The most computationally challenging component in our framework is the sampling of Y. The discrete nature of these variables precludes the use of efficient sampling methods designed for continuous variables, e.g., the Hamiltonian dynamics (Neal, 2010). The high dimension of Y also makes it difficult to use partition-based algorithms such as the stochastic approximation Monte Carlo algorithm (Liang et al., 2007). In addition, the formulation of $λ_{i t}^{(v)}$ (the mean of $Y_{i t}^{(v +)}$ ) in (5), which is a widely accepted choice in the context of disease transmission (Meyer and Held, 2014; Malesios et al., 2017), makes it difficult to find a link function that is linear in all the regressors. In the absence of a generalized linear mixed model representation, efficient analytic techniques such as the integrated nested Laplace approximation are not applicable (Rue and Martino, 2009). On the other hand, the computationally efficient two-step approach suggested by Fisher et al. (2017), i.e., first estimate Y solely from the case and laboratory data and then use the asymptotic or posterior distribution of the estimated Y for the inference on other parameters, could be adapted to the transmission setting.
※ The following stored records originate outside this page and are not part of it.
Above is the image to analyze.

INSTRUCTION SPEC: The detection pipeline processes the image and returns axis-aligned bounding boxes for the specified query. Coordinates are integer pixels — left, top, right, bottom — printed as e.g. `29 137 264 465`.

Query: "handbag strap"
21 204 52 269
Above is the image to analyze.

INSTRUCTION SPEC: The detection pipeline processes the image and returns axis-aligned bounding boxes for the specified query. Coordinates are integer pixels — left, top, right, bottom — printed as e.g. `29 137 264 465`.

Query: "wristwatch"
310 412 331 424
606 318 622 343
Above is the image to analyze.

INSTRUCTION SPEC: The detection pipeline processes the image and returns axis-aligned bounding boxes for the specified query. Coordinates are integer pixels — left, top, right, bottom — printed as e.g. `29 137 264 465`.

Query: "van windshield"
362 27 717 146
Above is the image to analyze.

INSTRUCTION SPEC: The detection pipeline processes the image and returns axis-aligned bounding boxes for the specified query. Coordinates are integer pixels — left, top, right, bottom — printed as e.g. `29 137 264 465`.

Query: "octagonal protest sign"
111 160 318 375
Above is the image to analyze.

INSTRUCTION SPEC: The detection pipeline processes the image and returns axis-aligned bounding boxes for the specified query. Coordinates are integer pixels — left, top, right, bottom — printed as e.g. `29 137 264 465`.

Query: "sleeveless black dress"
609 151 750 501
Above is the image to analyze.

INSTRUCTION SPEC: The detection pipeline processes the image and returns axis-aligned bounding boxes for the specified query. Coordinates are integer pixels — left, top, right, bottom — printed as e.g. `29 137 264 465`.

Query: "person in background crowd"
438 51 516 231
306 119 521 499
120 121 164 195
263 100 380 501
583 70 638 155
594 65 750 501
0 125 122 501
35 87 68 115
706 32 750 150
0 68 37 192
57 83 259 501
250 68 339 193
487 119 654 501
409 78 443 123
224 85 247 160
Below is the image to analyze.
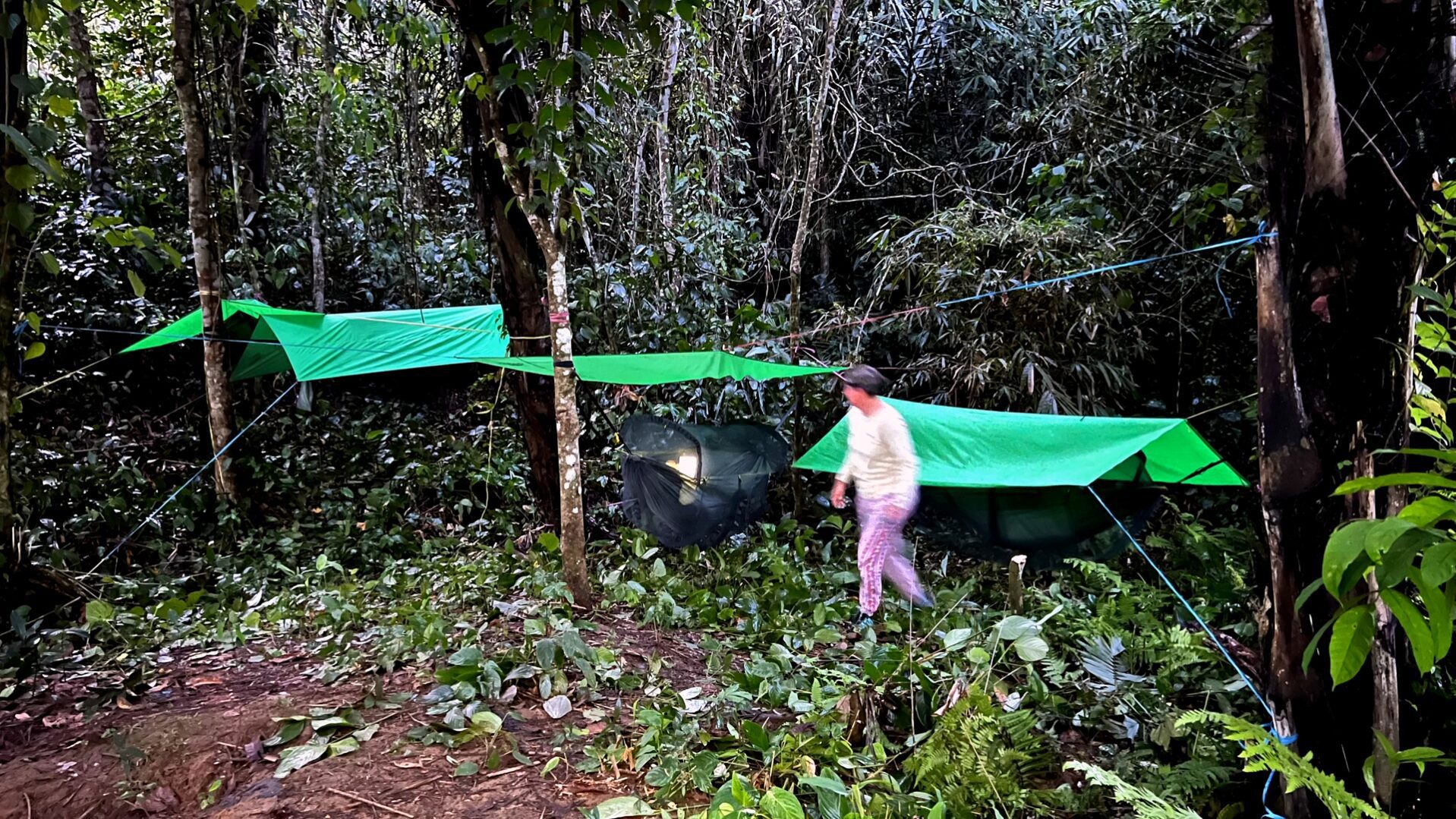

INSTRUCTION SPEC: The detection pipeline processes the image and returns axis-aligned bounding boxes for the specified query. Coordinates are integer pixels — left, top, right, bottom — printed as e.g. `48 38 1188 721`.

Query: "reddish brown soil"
0 616 706 819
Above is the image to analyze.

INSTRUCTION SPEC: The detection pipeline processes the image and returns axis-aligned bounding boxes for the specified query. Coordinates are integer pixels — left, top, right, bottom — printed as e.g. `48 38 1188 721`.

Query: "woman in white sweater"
830 364 931 628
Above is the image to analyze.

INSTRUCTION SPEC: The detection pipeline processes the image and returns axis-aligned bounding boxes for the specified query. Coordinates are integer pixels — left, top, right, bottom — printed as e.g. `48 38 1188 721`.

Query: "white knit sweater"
837 403 920 497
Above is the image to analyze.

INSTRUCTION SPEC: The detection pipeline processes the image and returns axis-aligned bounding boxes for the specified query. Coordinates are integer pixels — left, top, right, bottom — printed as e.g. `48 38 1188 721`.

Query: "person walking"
830 364 932 630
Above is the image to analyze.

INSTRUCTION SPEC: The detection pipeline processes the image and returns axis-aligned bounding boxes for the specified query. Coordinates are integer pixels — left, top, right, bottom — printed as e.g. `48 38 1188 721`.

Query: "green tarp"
122 300 511 381
793 398 1246 489
476 351 843 386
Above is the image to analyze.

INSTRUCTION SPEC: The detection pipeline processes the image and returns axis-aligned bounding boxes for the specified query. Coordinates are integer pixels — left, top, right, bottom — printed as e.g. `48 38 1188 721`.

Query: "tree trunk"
457 5 560 522
789 0 844 518
172 0 238 500
309 0 338 313
65 8 111 200
233 3 278 267
466 29 593 606
1294 0 1345 197
531 240 591 606
1258 0 1453 802
1253 229 1321 819
657 20 683 259
0 0 30 556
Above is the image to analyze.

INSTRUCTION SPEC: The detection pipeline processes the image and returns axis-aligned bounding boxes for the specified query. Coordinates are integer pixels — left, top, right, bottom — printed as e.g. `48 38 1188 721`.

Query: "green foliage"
906 691 1060 816
1180 711 1391 819
1067 762 1199 819
1305 287 1456 685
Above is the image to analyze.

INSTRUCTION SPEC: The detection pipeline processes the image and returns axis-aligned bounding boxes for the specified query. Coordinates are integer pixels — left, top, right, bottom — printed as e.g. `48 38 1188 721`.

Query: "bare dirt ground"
0 616 706 819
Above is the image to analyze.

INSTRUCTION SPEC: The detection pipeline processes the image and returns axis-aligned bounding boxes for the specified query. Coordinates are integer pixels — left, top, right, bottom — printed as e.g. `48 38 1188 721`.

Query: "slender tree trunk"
65 8 111 198
789 0 844 518
309 0 338 313
455 5 560 532
239 3 278 247
0 0 30 556
1294 0 1345 197
657 20 683 259
626 125 652 256
172 0 238 500
465 27 593 606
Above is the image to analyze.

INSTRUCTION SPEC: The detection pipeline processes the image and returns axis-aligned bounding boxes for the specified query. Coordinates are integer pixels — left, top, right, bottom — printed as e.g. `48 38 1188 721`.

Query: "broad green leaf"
1421 541 1456 586
1401 494 1456 527
446 646 485 665
799 776 849 795
996 614 1041 640
310 717 354 730
83 599 116 624
274 736 329 780
1380 589 1436 673
329 736 360 757
1012 635 1051 662
587 795 657 819
1300 619 1335 671
1335 473 1456 495
738 720 773 752
1329 603 1375 685
541 694 571 720
758 787 804 819
471 711 506 733
45 96 76 118
536 637 556 669
1294 579 1323 611
1321 521 1380 598
941 628 975 652
1375 530 1445 586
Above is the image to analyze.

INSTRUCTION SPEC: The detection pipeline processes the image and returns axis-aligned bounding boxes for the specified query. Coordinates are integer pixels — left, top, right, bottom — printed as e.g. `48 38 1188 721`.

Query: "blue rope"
932 225 1278 307
1088 486 1299 819
87 381 298 575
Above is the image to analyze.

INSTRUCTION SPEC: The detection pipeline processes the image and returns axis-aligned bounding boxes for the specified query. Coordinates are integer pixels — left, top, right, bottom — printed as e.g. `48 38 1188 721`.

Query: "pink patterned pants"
855 492 926 614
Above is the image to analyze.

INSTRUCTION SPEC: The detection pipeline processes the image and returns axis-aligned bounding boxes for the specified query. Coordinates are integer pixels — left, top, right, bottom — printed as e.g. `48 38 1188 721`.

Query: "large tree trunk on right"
65 8 111 200
1258 0 1453 819
172 0 238 500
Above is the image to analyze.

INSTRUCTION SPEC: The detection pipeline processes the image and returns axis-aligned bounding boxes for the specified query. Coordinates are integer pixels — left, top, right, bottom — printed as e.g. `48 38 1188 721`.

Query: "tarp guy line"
737 222 1278 348
86 381 298 575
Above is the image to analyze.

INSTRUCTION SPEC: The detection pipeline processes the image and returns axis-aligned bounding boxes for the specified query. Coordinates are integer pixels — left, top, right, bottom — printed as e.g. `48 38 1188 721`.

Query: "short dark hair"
836 364 890 395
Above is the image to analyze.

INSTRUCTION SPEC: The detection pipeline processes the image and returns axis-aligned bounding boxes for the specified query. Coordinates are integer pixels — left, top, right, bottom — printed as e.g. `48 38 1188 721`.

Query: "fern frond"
1066 762 1199 819
1178 711 1392 819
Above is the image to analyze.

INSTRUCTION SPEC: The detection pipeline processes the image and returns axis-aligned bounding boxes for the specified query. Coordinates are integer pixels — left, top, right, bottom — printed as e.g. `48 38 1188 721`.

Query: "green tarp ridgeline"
793 398 1248 489
122 300 511 381
476 351 843 387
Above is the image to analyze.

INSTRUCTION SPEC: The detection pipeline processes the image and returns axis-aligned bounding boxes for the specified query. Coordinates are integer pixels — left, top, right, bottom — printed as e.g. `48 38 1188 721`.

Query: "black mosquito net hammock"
912 481 1163 570
795 398 1246 569
622 414 789 549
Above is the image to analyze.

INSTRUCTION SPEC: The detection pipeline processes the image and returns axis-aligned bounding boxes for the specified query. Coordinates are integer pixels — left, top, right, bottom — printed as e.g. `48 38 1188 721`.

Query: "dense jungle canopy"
0 0 1456 819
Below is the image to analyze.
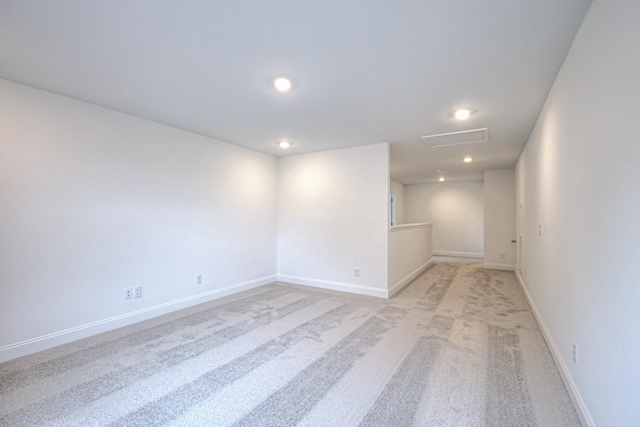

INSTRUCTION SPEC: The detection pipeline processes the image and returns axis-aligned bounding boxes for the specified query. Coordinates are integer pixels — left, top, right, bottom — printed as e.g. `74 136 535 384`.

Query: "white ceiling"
0 0 590 184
We proposed the MIS approach with a multinomial proposal to sampling ${Y_{i t}^{(v s)} : v = 1, \dots, V}$ simultaneously. The MIS approach is comparable to the MBS approach in terms of PMSE but gives better mixing results for some parameters. When applied to the real data, however, the MBS approach showed less satisfactory mixing than the MIS approach for $γ_{E}^{(v)} s$ (Fig. S27) and $γ_{H 2}^{(v)} s$ (Fig. S28), suggesting the new approach is likely more favorable. The performance of the MIS approach could be further improved (Web Appendix, Section 5).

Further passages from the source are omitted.